Революции и иные катаклизмы, как правило, восторженно приветствуются людьми с внутренней трещинкой, с надломом: их собственная трагедия резонирует с мировой, а постоянное беспокойство наконец разрешается общественной бурей. В России — в силу довольно скотских условий ее жизни — таких людей, как правило, много. Но немногочисленные здоровые люди воспринимают революции так, как и следует: как серьезную опасность, крах миропорядка и угрозу для культуры. Отношение Горького к революции 1917 года показывает, что он в это время душевно гораздо здоровее и нормальнее, чем в 1905-м, когда он радовался Московскому восстанию. Впрочем, есть и еще одна причина: Россия была другая. Революция 1905 года была результатом колоссального общественного подъема, а революция 1917-го, о чем обычно забывают, — следствием небывалого упадка. Революцию 1905 года делали революционеры — пропагандисты, пролетарии, интеллигенты. Революцию 1917-го в огромной степени делали обстоятельства — у нее не было своего движущего класса: Россия рухнула не в результате целенаправленных усилий кучки эмигрантов, называвших себя большевиками, а сама собой, ходом вещей. Пятый год был творческим усилием массы, — но то, что случилось в семнадцатом, строго говоря, никакой революцией не было вовсе. Не было и переворота. Было прогрессирующее безвластие, которое могло разрешиться либо узурпацией власти, либо захватом страны извне. В этих-то условиях и победили большевики — просто сумевшие организоваться первыми.
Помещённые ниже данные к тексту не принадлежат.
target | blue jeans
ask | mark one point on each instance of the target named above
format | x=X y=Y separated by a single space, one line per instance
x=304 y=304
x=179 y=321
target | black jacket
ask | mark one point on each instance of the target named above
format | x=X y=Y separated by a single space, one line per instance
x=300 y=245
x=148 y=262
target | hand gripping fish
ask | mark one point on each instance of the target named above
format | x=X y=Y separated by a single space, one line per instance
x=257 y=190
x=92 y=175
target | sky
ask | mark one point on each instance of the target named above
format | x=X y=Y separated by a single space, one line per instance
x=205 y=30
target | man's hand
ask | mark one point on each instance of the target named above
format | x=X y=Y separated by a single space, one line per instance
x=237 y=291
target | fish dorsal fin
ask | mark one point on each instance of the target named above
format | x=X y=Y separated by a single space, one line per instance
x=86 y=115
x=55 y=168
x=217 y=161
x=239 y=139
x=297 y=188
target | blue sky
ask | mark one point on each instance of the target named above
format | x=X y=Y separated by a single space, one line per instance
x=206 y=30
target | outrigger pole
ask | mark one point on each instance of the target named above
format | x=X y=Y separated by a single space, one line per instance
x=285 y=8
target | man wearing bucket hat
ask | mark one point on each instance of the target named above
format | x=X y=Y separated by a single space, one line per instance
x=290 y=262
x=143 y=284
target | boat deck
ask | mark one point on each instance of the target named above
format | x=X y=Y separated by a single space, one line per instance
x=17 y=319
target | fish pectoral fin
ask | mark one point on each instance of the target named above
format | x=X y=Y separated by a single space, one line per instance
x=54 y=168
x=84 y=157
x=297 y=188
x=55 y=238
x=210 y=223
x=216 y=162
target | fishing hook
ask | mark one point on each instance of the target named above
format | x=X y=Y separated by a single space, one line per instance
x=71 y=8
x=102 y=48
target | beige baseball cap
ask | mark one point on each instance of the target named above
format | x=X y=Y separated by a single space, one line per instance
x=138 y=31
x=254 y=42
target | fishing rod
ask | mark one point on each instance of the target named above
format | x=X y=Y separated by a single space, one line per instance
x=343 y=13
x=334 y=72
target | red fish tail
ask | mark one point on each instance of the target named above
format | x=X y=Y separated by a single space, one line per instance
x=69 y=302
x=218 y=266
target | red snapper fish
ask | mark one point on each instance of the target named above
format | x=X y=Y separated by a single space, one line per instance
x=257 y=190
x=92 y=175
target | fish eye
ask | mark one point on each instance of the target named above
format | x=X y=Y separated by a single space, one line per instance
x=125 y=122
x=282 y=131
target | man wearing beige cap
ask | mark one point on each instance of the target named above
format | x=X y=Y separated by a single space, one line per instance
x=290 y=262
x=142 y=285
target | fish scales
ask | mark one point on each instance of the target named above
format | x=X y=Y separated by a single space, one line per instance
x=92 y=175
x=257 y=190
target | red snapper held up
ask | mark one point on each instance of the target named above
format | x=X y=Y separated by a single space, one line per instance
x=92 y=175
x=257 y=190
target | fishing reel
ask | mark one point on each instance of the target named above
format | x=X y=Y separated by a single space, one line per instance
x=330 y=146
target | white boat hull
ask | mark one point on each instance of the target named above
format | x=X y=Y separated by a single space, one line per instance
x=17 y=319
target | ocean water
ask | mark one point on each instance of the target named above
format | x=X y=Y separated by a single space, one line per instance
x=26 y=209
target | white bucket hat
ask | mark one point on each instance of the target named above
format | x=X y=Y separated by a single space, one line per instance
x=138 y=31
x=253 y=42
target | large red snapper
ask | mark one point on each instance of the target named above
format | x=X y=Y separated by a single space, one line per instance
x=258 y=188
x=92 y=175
Сам Горький увидел в происходящем только бунт примитива, бунт инстинкта — и заклеймил его раньше других в «Несвоевременных мыслях».

«Ожидаю, что кто-нибудь из «реальных политиков» воскликнет с пренебрежением:

— Чего вы хотите? Это — социальная революция!

Нет, — в этом взрыве зоологических инстинктов я не вижу ярко выраженных элементов социальной революции. Это русский бунт без социалистов по духу, без участия социалистической психологии.

А иные рабочие говорят и пишут мне:

— Вам бы, товарищ, радоваться, пролетариат победил!

Радоваться мне нечему, пролетариат ничего и никого не победил. Как сам он не был побежден, когда полицейский режим держал его за глотку, так и теперь, когда он держит за глотку буржуазию, — буржуазия еще не побеждена. Идеи не побеждают приемами физического насилия. Победители обычно — великодушны, — может быть, по причине усталости, — пролетариат не великодушен».

Февраль мог вызывать восторг разве что у насквозь политизированной — и уже потому мелочно-недальновидной — интеллигенции вроде круга Зинаиды Гиппиус, либо у тех политзаключенных и ссыльных, кому он вернул свободу. Прочие отлично понимали, чем все кончится. В их числе был Горький — восторгов по поводу Февраля не испытавший и сердившийся, когда их при нем высказывали другие.